Note: This article is about features in a version of Weathermap that is not yet released. It is aimed at those who are testing the new version, prior to it's release. Feel free to help with that testing process, but 0.96 is not a finished or fully tested release yet.
Once you start making larger maps, or maps with a lot of 'pretty' formatting in them, then you'll find that you cut & paste a lot of the same formatting commands into many nodes or links. Weathermap 0.96 adds the first version of a new template feature that aims to reduce the hassle of managing large maps.
Templates are pretty simple to use, and pretty simple to understand. There are a few gotchas, because of the way they are currently implemented, but nothing too horrible. There is one new keyword, TEMPLATE, that you use in the node or link that you'd like to have copy another objects settings.
Let's start with an example, and talk through it.

NODE server
   ICON 48 48 images/server.png
   LABEL {node:this:name}
   LABELOFFSET S
   LABELFONT 12
   LABELBGCOLOR none
   LABELFONTCOLOR 255 255 255
   
NODE my_dns_server
   TEMPLATE server
   POSITION 100 100

Here, we have a "template node" that has no POSITION, so it will never be drawn on the map. It's only purpose is to hold the common configuration options that all nodes will pick up by using the TEMPLATE keyword. The second node does just this - it only needs to have a POSITION (so it is drawn), and the TEMPLATE keyword, which copies all the settings from the 'server' node.
Templates can be "nested" - so a template node can have a TEMPLATE keyword itself. You might have a generic 'server' node, but also a more specialised 'dns_server' node, which is formatted like a server, but with a different icon, for example.

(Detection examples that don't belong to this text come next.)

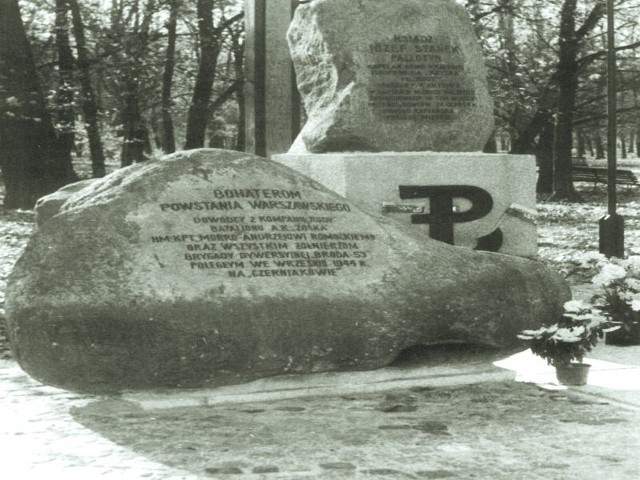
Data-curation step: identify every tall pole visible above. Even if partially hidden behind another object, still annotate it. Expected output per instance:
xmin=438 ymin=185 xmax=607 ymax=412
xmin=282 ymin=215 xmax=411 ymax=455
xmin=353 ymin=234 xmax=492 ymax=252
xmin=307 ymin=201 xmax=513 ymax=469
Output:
xmin=600 ymin=0 xmax=624 ymax=257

It's important to note that the usual DEFAULT node and link still work. In fact, internally, the default TEMPLATE is the DEFAULT node or link. All the TEMPLATE keyword does is tweak this.
Also, because this process happens at the time the config is read, there are some rules about which order things appear in the config file:

  • Any item with a TEMPLATE keyword must appear after the definition of that item. The editor helps here by writing out any nodes without position, or links without nodes right after the DEFAULT items, at the top of the config file.

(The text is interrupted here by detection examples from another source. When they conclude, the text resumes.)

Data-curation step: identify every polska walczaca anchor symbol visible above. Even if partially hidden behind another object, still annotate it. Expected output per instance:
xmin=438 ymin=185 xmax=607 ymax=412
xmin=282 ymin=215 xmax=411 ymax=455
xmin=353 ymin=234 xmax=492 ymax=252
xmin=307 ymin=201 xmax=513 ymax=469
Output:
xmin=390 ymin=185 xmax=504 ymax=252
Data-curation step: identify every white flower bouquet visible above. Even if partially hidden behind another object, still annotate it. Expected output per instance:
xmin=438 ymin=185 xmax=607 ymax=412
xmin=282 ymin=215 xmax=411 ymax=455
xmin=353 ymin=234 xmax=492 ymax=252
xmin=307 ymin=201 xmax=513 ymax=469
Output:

  • The TEMPLATE keyword must be the first keyword for the node or link. This is because the 'contents' of that item are replaced with those from the template. If it wasn't the first keyword, you would loose some configuration.

Also, the item you copy from doesn't have to be a positionless node or nodeless link - you can use any other link or node, as long it is already defined by the time you use it.

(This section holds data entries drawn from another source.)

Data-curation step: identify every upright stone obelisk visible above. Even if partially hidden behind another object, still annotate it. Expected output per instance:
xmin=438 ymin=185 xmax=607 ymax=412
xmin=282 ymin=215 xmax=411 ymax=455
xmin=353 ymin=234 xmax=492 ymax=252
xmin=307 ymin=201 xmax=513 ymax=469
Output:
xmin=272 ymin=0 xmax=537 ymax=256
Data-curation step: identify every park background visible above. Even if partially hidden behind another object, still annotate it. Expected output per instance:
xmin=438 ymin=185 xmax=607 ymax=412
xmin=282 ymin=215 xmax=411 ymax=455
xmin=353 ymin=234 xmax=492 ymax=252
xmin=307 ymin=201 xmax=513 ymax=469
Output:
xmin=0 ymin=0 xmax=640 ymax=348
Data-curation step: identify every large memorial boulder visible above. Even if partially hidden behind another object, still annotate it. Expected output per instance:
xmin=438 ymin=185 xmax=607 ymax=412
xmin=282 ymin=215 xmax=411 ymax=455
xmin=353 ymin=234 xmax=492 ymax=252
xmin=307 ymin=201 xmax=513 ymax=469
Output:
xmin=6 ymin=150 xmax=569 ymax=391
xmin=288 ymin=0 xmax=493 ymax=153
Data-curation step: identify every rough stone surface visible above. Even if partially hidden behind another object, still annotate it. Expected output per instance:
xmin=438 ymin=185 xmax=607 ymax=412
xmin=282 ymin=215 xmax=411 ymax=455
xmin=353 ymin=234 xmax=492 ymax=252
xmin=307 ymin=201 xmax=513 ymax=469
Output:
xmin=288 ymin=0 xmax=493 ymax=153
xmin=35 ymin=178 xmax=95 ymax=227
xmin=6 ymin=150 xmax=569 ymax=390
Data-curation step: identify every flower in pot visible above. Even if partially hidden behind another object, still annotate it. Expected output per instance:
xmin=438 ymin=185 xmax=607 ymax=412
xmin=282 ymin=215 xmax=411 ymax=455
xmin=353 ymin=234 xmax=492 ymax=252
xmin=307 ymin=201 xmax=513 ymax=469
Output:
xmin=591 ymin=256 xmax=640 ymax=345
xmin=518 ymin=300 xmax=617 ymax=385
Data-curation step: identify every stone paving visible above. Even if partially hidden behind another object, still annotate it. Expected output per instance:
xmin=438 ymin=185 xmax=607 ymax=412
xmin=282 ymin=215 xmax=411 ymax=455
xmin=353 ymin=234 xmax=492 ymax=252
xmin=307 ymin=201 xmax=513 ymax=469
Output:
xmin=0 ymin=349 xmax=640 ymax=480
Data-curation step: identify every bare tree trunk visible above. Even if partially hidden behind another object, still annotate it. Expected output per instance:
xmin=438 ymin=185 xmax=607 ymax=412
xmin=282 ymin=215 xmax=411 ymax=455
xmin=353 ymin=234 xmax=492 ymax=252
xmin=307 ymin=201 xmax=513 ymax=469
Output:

Obviously, this stuff is a lot more useful when you have a large map of many similar things, or an automatically generated map, based on some external configuration. I've just written a small tool that parses Cisco switch configs, looking for a certain set of VLANs and VRFS, and uses that to generate a map with appropriate labelling and targets - using templates has allowed me to remove a few hundred lines of text from the map config file.